Des corps & des machines
Venues de l’aérospatial, de l’aéronautique, de l’automobile, de l’électronique et de la robotisation intensive dans ces industries, les technologies numériques ont non seulement transformé la planification de la chaîne de construction (de l’implantation du bâtiment sur un terrain au façonnage d’un détail en métal usiné en passant par le calcul des charges) mais elles ont aussi inventé un nouveau langage architectural.
Ce nouveau langage pourrait s’avérer aussi important que l’apparition de la modernité en architecture. Apparue il y a un siècle avec l’invention du béton armé d’Hennebique (1892), elle avait entièrement renouvelé l’architecture de l’époque et imposé son style international. Nous n’en sommes pas encore là !
Nous manquons de recul pour noter le réel impact des «nouvelles» technologies sur l’évolution de l’architecture. Par contre notre vie quotidienne s’en trouve bouleversée. Dans le train, la voiture, le salon, la cuisine, une multitude de «prothèses» technologiques change notre rapport physique à notre environnement quotidien. Notre corps humain s’alourdit de plus en plus et il est sans cesse sollicité par des extensions «high-tech» (Smartphones, montres intelligentes, tablettes, micro-ordinateurs portables et tous les câbles qui les suivent, etc.).
Quant aux relations humaines, les réseaux sociaux les ont littéralement changées. Impossible de ne pas connaître tout ou presque de la vie privée de chacun de nous. Dans cette perspective il est plus qu’intéressant de revenir sur un des premiers projets de maison de l’architecte lisboète.
Dans le projet de maison individuelle Personal Billboard : an Urban Peep Show (1998-1999), il prend un de ces objets «technos» et l’utilise comme métaphore de notre logement individuel. Un caméscope numérique Sony typique de la fin des années 1990 est agrandi à l’échelle d’une maison et en forme le dessin. A l’intérieur aucune fenêtre, si ce n’est un écran, placé à l’extérieur et diffusant la vie intérieure des occupants. La webcam devient l’espace de vie et non son simple reflet. Nous habitons son image. Elle devient le lieu physique et pratiqué par nous autres, les humains. Notre corps épouse son reflet médiatique. Hollywood et Instagram nous ont vaincus.

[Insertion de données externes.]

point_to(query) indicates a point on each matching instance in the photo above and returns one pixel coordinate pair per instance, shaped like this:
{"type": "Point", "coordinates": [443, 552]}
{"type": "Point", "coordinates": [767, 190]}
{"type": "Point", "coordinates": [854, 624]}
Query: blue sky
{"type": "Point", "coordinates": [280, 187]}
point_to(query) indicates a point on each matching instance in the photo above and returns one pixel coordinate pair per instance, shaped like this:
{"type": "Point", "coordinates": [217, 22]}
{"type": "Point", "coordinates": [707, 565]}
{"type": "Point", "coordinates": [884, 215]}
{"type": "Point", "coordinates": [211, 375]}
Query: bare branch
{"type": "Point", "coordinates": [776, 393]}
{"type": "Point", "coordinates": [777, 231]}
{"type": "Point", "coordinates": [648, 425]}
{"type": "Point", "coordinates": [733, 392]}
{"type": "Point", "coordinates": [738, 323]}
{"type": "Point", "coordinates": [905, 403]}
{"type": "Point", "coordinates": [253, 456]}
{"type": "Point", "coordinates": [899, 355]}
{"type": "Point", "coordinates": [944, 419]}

Cet «habitat-concept» de Didier Faustino n’est pas prêt d’être construit. Il ne s’agit pas de science-fiction mais, certainement, d’anticipation car tous les éléments constructifs sont disponibles pour sa réalisation. Ce n’est qu’une question de volonté ! Si demain un client commande une telle maison, sa modélisation trouvera sans problème son pendant dans la réalité de la construction. Aujourd’hui tout ce qui est programmé sur un ordinateur ne constitue que l’amorce d’une chaîne de fabrication automatisée et informatisée. Paradoxalement, à partir du moment où elle est numérisée, virtuelle, toute réalité constructible est possible !
Assurément, Didier Faustino aime jongler avec les échelles par un jeu continuel entre la taille d’un artefact – objet de consommation (caméscope Sony) – celle d’une architecture domestique (Personal Billboard), en passant par une autre, monumentale (Mémorial de Gorée) et programmée à s’évanouir avec le temps et la force des éléments.
Les mots de la fin (provisoire) à l’architecte sans échelle : «Je pense que l’architecte doit toujours explorer les limites de sa discipline, de sorte à mettre en place de nouveaux protocoles de négociation avec le pouvoir et le capital, quitte à prendre le risque de ne plus être un architecte».